Entretanto, do lado de fora, a máscara indiferente de Bernardo jamais vacilava ou dava mostras do terremoto emocional em seu interior.
Em um movimento mecânico e inevitável, sua visão acompanhou a direção na qual Noelia Colombo acenava afoita.
Quando os olhos captaram o alvo, ele travou por completo.
Apenas uma coincidência cínica do destino?
Era exatamente a mulher inalcançável e altiva do aeroporto?
Então... o nome daquela mulher também era Cora?
Contudo, Bernardo sustentou o rosto rígido como gelo, sem qualquer reação nítida.
Quando o olhar afiado de Cora enxergou Bernardo agachado perto de Noelia, seus olhos tornaram-se duas frestas intensas.
Foi o choque de uma coincidência que não estava em seus planos.
Que tipo de obra diabólica trazia Bernardo até aquele mesmo andar do hospital?
Ainda por cima, Noelia mantinha-se confortável em sua presença.
Noelia era, em todos os sentidos, uma criança muito desconfiada; jamais se aproximava de um desconhecido sem chorar.
Mas ali estava ela, tratando Bernardo como se ele fosse amigável e inofensivo.
Cora continuou a andar com frieza milimétrica, fingindo naturalidade irrestrita.

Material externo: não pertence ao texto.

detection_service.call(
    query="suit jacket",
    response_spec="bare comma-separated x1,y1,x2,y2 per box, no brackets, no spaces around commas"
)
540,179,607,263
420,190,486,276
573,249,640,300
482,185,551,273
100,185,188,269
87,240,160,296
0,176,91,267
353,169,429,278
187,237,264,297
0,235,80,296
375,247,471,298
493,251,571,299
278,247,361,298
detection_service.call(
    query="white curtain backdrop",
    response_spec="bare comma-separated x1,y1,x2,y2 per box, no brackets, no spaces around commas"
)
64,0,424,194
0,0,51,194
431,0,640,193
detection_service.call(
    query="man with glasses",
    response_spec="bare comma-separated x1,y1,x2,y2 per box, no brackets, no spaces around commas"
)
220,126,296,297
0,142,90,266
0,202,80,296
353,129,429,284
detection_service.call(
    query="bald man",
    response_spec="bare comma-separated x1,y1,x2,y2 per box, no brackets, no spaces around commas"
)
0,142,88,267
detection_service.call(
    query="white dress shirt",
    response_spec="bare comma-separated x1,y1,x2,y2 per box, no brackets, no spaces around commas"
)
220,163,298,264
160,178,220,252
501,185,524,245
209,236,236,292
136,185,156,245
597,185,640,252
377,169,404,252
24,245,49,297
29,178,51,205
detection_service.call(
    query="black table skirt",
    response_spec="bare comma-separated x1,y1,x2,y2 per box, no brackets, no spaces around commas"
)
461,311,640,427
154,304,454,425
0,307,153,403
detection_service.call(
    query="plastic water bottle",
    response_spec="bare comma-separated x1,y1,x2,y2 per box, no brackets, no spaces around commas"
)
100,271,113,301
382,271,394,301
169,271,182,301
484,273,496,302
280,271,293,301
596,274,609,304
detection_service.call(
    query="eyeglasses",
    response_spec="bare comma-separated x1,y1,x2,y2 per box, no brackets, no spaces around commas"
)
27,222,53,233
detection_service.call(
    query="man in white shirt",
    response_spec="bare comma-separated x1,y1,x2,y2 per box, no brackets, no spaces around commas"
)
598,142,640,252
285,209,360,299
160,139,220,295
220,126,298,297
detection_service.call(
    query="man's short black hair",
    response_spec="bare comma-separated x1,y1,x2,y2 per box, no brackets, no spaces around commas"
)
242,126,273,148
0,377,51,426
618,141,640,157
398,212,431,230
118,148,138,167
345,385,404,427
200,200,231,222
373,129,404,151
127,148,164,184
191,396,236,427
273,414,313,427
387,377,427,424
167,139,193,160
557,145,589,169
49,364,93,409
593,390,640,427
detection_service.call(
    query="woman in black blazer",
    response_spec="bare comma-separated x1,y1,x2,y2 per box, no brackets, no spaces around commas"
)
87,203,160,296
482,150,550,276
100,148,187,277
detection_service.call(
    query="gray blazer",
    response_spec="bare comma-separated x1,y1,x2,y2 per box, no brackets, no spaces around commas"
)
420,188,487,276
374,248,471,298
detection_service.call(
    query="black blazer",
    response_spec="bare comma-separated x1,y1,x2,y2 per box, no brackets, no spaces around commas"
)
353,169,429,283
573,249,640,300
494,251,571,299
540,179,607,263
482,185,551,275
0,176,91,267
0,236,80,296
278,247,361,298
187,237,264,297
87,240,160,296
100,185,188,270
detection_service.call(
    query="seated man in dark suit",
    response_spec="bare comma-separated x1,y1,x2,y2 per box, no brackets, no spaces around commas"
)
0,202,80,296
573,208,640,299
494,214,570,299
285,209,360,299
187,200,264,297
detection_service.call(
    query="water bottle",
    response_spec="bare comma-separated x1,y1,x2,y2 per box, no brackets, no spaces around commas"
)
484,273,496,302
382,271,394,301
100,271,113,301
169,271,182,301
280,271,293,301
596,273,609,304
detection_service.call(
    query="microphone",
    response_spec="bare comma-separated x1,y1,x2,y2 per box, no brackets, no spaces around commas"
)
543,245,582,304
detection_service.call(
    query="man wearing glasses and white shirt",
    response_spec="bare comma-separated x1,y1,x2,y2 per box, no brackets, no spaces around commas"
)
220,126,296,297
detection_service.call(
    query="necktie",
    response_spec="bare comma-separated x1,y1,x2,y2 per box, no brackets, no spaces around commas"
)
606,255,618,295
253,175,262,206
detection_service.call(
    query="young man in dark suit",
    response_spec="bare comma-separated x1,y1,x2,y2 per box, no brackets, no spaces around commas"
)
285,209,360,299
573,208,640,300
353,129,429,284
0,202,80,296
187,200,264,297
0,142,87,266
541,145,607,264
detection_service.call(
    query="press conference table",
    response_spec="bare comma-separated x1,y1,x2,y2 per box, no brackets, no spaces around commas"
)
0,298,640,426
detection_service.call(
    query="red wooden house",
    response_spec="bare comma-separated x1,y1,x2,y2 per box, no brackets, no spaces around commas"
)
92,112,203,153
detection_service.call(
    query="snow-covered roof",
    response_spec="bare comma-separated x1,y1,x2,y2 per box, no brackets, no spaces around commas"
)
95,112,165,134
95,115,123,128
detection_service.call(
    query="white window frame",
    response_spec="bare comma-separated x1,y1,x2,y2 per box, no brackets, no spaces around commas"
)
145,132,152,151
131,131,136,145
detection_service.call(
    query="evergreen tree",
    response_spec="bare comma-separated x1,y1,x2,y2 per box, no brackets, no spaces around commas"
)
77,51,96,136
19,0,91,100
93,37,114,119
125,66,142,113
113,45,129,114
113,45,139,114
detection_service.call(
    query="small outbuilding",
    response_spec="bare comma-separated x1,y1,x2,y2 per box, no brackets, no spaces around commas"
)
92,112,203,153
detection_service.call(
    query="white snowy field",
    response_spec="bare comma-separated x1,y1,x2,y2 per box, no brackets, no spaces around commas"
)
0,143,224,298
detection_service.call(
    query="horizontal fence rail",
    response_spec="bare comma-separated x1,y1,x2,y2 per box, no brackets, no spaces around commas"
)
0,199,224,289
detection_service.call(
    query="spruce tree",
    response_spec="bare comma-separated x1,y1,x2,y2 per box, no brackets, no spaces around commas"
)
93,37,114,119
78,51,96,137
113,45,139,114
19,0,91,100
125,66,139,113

Foi nesse embalo que Noelia se desprendeu do executivo e correu como uma bala de canhão, abraçando-se à perna de Cora com toda a saudade acumulada.
— Cora, eu senti tanta falta de você. — A vozinha melosa da menina acariciava a audição de Cora.
Cora, esquecendo a ameaça iminente perto delas, abaixou o tronco longo e ergueu a menina adorável num piscar de olhos:
— E quem foi que te deu permissão para fugir do quarto, mocinha? O que vai acontecer se a mamãe não te encontrar?
— Claro que ela vai me achar! Foi só por um segundinho, eu nem ia ser pega no flagra! — Noelia resmungava manhosamente, com voz de injustiçada.
Cora sorriu impotente, repleta de carinho.
A própria menininha deu um jeito de pular para o chão, resmungando indignada:
— A mamãe é nervosa demais. Eu tava com um resfriadinho bobo. E a mamãe cismou de me jogar direto no hospital. Mas assim que cheguei, comecei a sentir saudade de você. Foi a mamãe quem te ligou. Ah, me perdoa... eu não fiz por mal, eu juro por tudo que não faço mais isso da próxima vez!
— Ah, claro... nós duas sabemos que na próxima vez você vai estar aprontando de novo. — Era a desculpa padrão da menininha e Cora já estava vacinada contra aquilo há tempos.
E, rindo diante de tanta graciosidade, deu um beliscão suave e carinhoso na ponta do nariz de Noelia.
A baixinha resmungou de um jeito fofo, agarrando as pernas de Cora sem ceder terreno, derretida em dengo e afeto.
E presenciando tudo, a centímetros dali, Bernardo não perdeu nem um milésimo de cena.
Seus olhos continuavam em tons apáticos e sem brilho.
Cora não tinha nenhuma intenção de conversar ou interagir com ele; limitou-se a acenar com a cabeça por educação, uma saudação rápida e sem emoção.
Depois, ela ajeitou Noelia, preparando-se para conduzir a menina de volta para o conforto do quarto.
Era bizarro. Para Cora, encontrar-se com ele duas vezes no mesmo dia já era mais do que tolerável.
Definitivamente não era um bom sinal para o seu planejamento.